Charbonneau lost her suit in September following a bench trial, but Batoff said in his complaint that he was responsible for paying the insurer’s defense costs, which had cost $500,000 at the time of the complaint.
In the firm’s most recent filing, it argued that Batoff had hired other counsel to provide advice over the settlements with Chartis and Charbonneau. It said that Batoff reached the settlement with Charbonneau at a mediation without any Reed Smith lawyers present, and that he failed to secure a release from her of any rights that she was claiming under the Chartis policy.
“If plaintiff had obtained a release from Charbonneau or agreement not to sue Chartis, then plaintiff’s indemnity obligation would have been avoided,” the filing said.
The firm also disputed Batoff's contention that he was chargedmore than $200,000 in legal fees, and said that he did not pay all his bills.
In April, a Philadelphia judge denied the firm’s efforts to move the dispute to arbitration, after finding that the agreement was not enforceable. Reed Smith initially appealed the decision, but later withdrew its challenge.

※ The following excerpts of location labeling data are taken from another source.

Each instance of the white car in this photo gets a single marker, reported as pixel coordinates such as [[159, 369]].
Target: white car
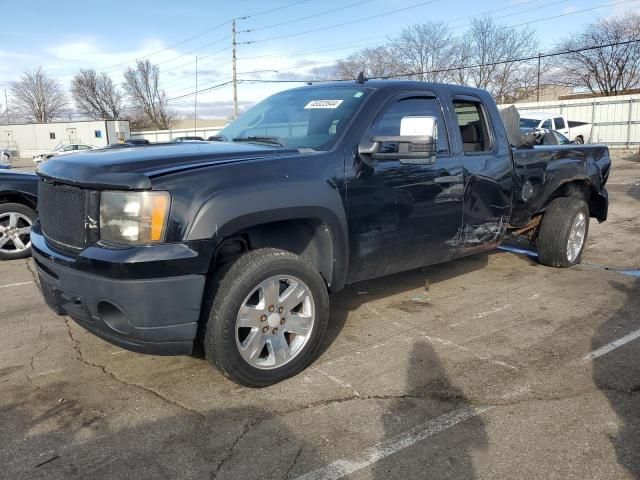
[[5, 158], [577, 132], [62, 150]]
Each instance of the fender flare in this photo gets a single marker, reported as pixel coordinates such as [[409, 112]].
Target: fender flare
[[228, 212]]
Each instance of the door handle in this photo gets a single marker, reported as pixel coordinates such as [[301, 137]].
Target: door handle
[[448, 179]]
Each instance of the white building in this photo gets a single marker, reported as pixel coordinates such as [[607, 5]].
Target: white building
[[29, 139]]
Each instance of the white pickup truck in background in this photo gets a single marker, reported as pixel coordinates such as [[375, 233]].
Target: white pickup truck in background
[[577, 132]]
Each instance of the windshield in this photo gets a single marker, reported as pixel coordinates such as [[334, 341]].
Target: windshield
[[529, 123], [305, 118]]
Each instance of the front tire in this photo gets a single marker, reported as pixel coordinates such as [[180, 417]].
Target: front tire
[[563, 232], [15, 230], [268, 317]]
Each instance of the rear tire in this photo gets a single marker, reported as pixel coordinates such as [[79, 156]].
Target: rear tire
[[260, 300], [15, 230], [563, 232]]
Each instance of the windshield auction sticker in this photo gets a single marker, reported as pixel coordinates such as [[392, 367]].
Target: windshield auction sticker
[[323, 104]]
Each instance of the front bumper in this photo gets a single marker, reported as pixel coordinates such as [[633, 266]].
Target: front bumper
[[156, 315]]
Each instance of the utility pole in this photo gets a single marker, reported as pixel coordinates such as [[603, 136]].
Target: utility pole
[[538, 89], [195, 105], [235, 73], [6, 105]]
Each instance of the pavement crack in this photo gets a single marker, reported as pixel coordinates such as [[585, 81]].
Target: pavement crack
[[231, 450], [293, 464], [33, 273], [80, 357]]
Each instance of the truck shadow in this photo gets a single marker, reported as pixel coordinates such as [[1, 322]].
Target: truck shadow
[[617, 375], [449, 453], [357, 294]]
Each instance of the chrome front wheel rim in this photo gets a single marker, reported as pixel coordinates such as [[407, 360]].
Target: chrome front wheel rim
[[576, 237], [275, 322], [15, 232]]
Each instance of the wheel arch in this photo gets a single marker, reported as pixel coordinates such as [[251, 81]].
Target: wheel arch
[[317, 230], [581, 188], [12, 196]]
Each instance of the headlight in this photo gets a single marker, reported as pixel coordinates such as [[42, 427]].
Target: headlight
[[134, 217]]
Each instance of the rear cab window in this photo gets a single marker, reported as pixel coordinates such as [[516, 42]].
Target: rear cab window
[[475, 129]]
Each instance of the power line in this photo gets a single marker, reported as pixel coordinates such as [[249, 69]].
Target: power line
[[300, 19], [220, 25], [576, 12], [461, 67], [514, 14], [350, 22], [264, 12], [350, 45], [186, 40]]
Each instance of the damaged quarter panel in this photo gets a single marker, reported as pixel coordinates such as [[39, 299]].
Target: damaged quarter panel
[[541, 173]]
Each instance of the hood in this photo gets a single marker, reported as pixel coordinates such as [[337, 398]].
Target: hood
[[132, 168]]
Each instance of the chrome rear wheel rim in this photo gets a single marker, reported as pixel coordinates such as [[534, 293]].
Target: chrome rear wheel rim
[[15, 232], [576, 236], [275, 322]]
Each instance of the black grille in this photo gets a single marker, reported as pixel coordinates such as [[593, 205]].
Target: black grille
[[62, 210]]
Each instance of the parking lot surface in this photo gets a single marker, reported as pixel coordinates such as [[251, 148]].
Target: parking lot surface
[[501, 368]]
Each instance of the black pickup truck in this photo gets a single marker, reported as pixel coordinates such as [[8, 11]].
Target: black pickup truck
[[235, 244], [18, 205]]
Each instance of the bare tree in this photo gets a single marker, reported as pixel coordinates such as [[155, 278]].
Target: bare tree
[[37, 98], [374, 62], [96, 95], [426, 48], [489, 54], [148, 99], [608, 70]]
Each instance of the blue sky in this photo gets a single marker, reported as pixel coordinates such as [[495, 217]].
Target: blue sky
[[65, 36]]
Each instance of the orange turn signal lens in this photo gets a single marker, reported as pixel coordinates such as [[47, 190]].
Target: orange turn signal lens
[[159, 210]]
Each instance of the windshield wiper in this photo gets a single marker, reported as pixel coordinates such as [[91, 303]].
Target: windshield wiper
[[259, 139]]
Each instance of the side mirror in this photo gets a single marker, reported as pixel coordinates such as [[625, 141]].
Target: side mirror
[[416, 143]]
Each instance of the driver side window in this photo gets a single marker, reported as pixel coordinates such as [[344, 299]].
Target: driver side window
[[389, 123]]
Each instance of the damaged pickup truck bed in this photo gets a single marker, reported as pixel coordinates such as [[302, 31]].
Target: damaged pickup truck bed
[[235, 244]]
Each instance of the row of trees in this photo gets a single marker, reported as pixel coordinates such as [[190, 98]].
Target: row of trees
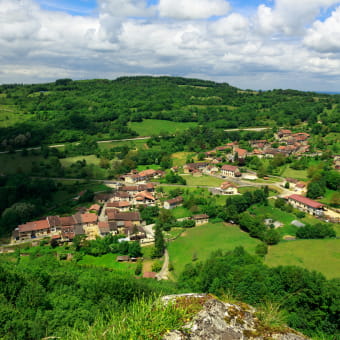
[[309, 300]]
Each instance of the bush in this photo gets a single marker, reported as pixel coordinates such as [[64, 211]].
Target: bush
[[157, 266], [261, 249], [316, 231], [300, 214]]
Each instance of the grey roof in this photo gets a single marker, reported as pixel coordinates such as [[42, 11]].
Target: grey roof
[[298, 223]]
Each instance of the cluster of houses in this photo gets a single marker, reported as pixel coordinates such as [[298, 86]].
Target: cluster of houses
[[116, 213], [289, 144], [135, 176]]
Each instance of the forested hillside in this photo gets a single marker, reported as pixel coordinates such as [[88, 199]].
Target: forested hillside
[[68, 110]]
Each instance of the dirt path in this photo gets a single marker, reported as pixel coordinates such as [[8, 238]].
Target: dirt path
[[164, 273]]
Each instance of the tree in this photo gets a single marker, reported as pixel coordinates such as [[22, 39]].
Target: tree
[[261, 249], [135, 249], [272, 236], [315, 189], [139, 267]]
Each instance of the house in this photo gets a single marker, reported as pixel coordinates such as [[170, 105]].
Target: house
[[104, 228], [121, 196], [241, 153], [144, 197], [228, 188], [200, 219], [230, 171], [173, 203], [124, 258], [120, 205], [131, 216], [210, 170], [306, 204], [103, 197], [283, 133], [94, 207], [33, 229], [150, 275], [190, 167], [88, 219]]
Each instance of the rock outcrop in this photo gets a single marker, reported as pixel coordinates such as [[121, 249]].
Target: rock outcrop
[[219, 320]]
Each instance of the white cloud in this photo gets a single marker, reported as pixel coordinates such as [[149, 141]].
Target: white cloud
[[192, 9], [290, 16], [325, 36], [125, 8]]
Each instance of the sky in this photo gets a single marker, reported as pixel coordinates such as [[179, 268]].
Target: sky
[[259, 44]]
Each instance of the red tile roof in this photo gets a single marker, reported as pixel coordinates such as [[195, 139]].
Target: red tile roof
[[175, 200], [118, 204], [34, 226], [89, 218], [228, 167], [148, 173], [95, 207], [226, 185], [149, 275], [200, 217], [124, 216], [145, 194], [67, 220], [306, 201], [241, 152]]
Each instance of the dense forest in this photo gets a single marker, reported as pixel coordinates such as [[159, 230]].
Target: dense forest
[[43, 297], [67, 110]]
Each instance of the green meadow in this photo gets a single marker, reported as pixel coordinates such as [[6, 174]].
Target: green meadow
[[204, 180], [319, 255], [108, 261], [151, 127], [199, 242]]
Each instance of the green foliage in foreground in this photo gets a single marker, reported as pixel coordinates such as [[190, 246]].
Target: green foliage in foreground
[[42, 297], [311, 301]]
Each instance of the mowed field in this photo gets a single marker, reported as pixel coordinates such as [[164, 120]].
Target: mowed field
[[151, 127], [201, 241], [319, 255], [204, 180], [14, 162], [107, 261]]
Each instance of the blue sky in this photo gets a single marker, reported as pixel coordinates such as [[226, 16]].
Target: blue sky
[[259, 44]]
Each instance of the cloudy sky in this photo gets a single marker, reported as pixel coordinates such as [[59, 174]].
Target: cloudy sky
[[257, 44]]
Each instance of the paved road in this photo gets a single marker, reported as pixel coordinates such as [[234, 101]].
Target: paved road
[[249, 129], [163, 274]]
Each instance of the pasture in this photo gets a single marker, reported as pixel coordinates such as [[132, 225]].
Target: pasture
[[320, 255], [204, 180], [199, 242], [149, 127]]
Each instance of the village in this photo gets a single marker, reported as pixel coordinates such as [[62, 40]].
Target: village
[[117, 212]]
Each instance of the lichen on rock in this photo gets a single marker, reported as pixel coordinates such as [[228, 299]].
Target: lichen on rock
[[218, 320]]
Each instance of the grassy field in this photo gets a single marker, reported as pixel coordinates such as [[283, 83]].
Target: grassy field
[[180, 212], [13, 163], [204, 180], [135, 144], [91, 159], [150, 166], [202, 240], [284, 217], [179, 158], [108, 261], [9, 116], [298, 174], [151, 127], [319, 255]]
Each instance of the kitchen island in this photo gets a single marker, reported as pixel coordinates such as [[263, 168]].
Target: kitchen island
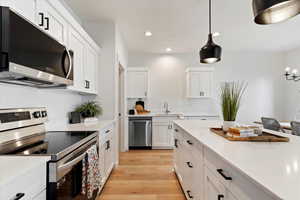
[[210, 167]]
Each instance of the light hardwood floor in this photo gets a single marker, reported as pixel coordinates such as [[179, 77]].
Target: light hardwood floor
[[143, 175]]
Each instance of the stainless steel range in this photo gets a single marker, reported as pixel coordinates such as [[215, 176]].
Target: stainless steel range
[[23, 133]]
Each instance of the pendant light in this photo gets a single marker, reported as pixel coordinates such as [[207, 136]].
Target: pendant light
[[274, 11], [211, 52]]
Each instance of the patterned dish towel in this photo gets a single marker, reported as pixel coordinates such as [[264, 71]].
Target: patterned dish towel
[[90, 172]]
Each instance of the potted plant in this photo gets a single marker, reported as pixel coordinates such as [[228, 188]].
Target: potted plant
[[89, 111], [231, 95]]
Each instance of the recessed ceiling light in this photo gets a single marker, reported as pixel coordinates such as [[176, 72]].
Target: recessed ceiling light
[[148, 33], [168, 49], [216, 34]]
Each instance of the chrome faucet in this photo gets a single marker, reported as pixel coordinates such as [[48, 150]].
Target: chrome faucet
[[166, 107]]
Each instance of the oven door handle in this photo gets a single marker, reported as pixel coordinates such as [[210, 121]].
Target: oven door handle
[[71, 163]]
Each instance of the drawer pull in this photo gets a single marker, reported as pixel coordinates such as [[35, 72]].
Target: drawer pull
[[189, 142], [221, 172], [19, 196], [220, 196], [176, 143], [189, 194], [189, 164]]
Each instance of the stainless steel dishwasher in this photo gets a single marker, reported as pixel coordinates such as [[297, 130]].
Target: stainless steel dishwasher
[[140, 133]]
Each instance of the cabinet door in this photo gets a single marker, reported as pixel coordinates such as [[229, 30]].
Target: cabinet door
[[102, 163], [77, 45], [51, 21], [213, 189], [90, 70], [26, 8], [137, 84], [199, 84], [205, 81], [162, 136], [194, 84]]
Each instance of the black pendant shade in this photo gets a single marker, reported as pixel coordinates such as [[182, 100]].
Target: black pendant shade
[[211, 52], [274, 11]]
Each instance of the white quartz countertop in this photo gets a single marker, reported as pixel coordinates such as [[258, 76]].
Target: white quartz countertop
[[175, 114], [91, 126], [12, 167], [273, 166]]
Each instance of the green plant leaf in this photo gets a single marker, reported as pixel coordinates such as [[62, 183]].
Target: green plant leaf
[[231, 95]]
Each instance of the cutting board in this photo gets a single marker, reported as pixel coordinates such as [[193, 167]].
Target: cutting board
[[265, 137]]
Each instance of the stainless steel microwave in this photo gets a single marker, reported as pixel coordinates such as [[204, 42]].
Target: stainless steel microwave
[[30, 56]]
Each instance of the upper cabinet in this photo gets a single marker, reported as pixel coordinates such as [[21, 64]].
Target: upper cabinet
[[26, 8], [90, 70], [137, 82], [55, 20], [199, 82], [77, 47], [49, 20]]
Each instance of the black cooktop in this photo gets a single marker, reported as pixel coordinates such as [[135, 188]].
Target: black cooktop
[[58, 141], [54, 142]]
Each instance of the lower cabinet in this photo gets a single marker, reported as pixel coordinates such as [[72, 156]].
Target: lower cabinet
[[106, 153], [162, 133], [204, 175]]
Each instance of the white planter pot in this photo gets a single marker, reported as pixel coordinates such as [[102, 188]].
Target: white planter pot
[[90, 120], [227, 125]]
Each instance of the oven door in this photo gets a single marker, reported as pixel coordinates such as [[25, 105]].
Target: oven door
[[65, 176]]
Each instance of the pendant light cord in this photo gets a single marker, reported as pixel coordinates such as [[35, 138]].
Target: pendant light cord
[[209, 16]]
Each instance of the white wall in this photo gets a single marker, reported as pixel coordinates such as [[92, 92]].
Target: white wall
[[103, 32], [262, 71], [291, 91], [59, 102]]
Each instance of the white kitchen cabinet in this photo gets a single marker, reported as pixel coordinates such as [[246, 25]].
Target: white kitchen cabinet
[[199, 82], [19, 184], [162, 133], [137, 83], [90, 69], [26, 8], [77, 46], [50, 21], [213, 189]]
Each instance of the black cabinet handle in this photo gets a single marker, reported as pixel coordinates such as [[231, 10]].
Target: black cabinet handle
[[107, 145], [221, 172], [189, 142], [176, 143], [189, 164], [47, 23], [42, 19], [87, 84], [189, 194], [19, 196]]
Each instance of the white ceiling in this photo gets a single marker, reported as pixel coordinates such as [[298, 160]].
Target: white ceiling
[[182, 24]]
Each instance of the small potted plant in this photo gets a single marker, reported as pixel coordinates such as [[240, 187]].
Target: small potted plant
[[89, 111], [231, 95]]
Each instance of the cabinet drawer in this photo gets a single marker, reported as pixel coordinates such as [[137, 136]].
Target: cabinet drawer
[[37, 179], [237, 183]]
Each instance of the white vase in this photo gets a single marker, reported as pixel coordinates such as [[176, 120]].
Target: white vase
[[227, 125], [90, 120]]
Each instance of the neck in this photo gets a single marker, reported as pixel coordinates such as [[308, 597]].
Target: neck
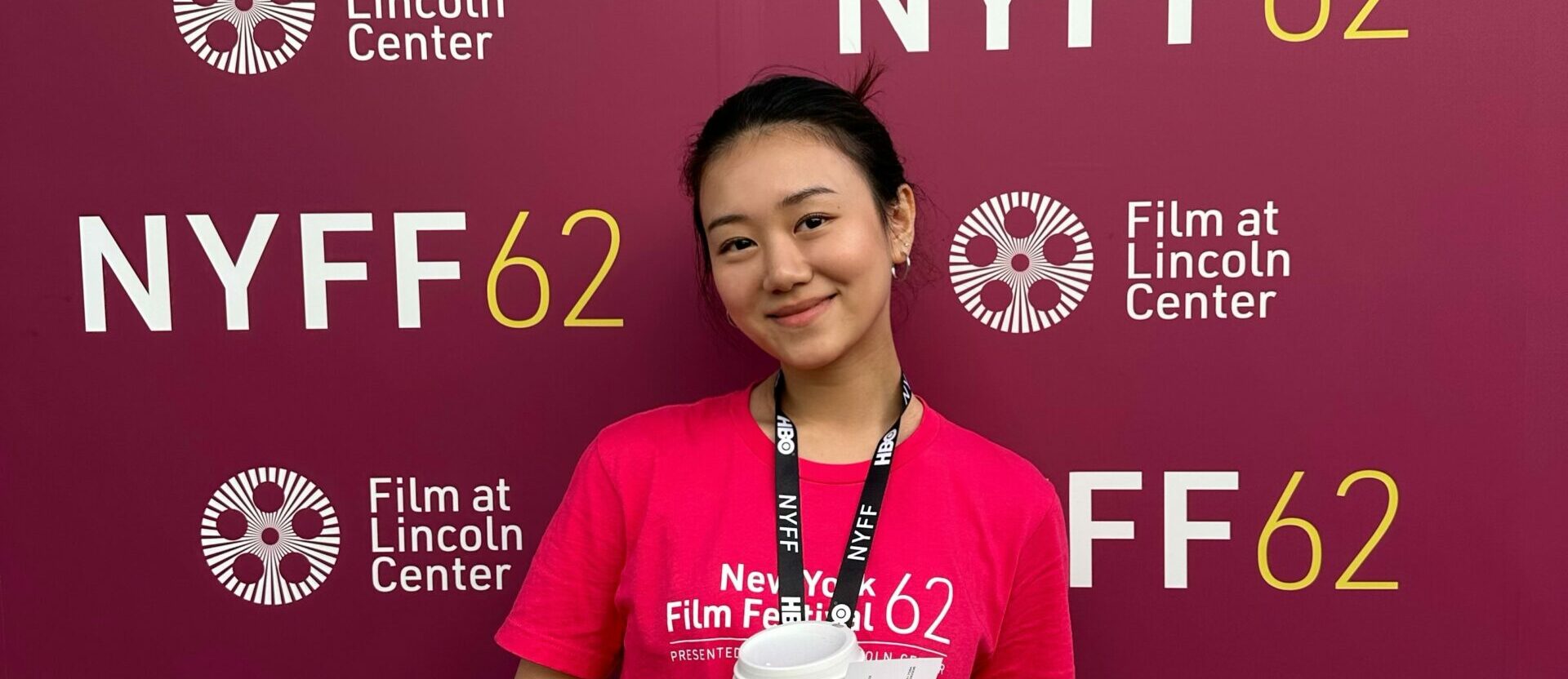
[[860, 391]]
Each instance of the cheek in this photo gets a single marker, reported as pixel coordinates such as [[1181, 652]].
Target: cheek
[[734, 289]]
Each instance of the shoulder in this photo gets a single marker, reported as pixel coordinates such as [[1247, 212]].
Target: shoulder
[[1005, 476], [630, 441]]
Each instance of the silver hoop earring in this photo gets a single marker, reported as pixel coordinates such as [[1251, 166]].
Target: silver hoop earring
[[908, 260]]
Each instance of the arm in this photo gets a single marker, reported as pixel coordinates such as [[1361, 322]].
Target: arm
[[565, 621], [1037, 637]]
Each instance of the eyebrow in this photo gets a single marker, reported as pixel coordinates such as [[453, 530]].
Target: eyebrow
[[787, 201]]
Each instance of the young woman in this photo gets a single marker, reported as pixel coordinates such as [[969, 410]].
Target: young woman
[[687, 529]]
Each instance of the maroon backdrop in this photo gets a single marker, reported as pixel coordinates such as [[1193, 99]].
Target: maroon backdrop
[[1416, 184]]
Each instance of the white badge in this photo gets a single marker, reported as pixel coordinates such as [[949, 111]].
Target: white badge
[[896, 668]]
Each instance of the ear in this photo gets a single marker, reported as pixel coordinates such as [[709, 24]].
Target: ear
[[901, 224]]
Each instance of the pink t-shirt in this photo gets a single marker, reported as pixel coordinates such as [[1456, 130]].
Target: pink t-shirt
[[664, 549]]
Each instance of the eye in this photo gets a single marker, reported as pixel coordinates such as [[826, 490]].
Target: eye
[[726, 245], [814, 219]]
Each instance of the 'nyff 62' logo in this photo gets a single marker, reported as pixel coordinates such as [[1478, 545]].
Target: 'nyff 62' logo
[[245, 37], [270, 535]]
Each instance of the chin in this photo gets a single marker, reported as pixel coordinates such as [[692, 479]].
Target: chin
[[808, 355]]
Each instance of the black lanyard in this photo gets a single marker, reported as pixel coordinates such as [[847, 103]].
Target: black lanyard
[[786, 479]]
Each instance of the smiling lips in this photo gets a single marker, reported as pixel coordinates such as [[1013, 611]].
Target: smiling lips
[[797, 316]]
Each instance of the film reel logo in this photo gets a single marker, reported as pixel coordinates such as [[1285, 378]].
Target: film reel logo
[[1021, 282], [245, 37], [270, 537]]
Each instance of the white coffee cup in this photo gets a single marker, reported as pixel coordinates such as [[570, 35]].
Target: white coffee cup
[[804, 650]]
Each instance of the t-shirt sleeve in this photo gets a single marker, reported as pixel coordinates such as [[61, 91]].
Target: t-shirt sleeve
[[565, 615], [1037, 637]]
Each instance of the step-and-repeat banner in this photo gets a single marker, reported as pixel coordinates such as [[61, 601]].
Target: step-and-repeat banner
[[311, 308]]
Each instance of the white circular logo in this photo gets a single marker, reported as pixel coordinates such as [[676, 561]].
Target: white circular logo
[[245, 37], [1019, 262], [270, 535]]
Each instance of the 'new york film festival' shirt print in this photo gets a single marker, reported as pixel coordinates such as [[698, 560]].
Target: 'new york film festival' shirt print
[[662, 557]]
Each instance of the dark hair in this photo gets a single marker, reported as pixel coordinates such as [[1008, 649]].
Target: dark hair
[[813, 104]]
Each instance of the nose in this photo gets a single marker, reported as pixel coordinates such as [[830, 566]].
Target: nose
[[786, 265]]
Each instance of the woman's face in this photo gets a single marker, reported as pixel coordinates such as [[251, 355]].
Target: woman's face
[[792, 223]]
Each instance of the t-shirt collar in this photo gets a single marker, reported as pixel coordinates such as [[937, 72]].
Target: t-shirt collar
[[758, 441]]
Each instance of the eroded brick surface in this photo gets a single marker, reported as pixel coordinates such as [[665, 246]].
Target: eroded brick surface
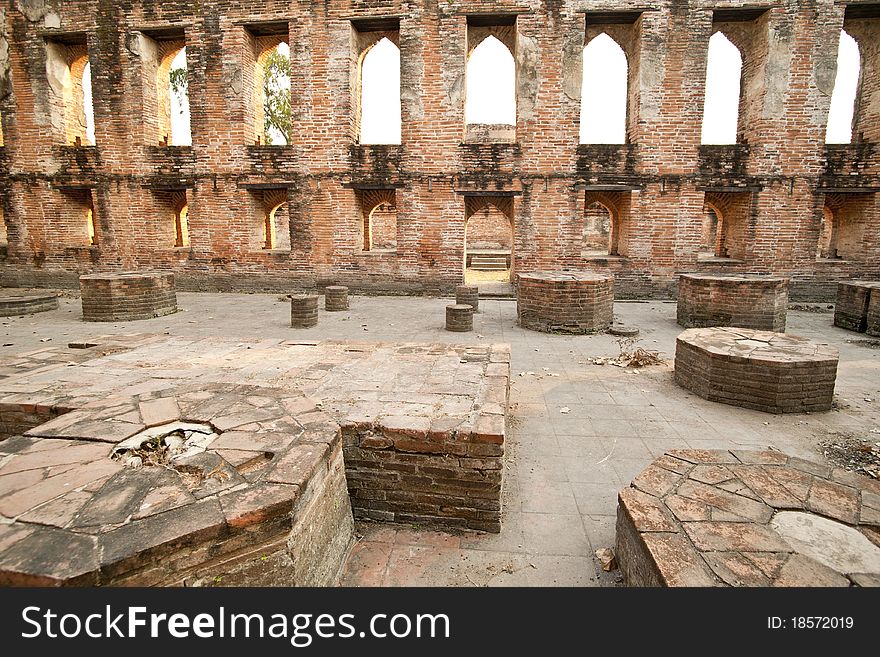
[[694, 533]]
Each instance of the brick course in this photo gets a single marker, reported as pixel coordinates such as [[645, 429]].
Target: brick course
[[858, 306], [764, 371], [782, 169], [746, 302], [127, 296], [565, 303]]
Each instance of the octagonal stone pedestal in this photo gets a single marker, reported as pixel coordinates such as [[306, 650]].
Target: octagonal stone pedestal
[[770, 372], [758, 302], [265, 503], [574, 303], [748, 518]]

Counsel for Batoff did not immediately respond to a request for comment. A spokesman for the firm declined to comment.
Batoff is represented by Jack A. Meyerson and Debora A. O’Neill of Meyerson & O’Neill.
Reed Smith is represented by Nicholas M. Centrella and Aya M. Salem of Conrad O'Brien PC.
The case is Batoff v. Widin et al., case number 2014102350, in the Philadelphia County Court of Common Pleas.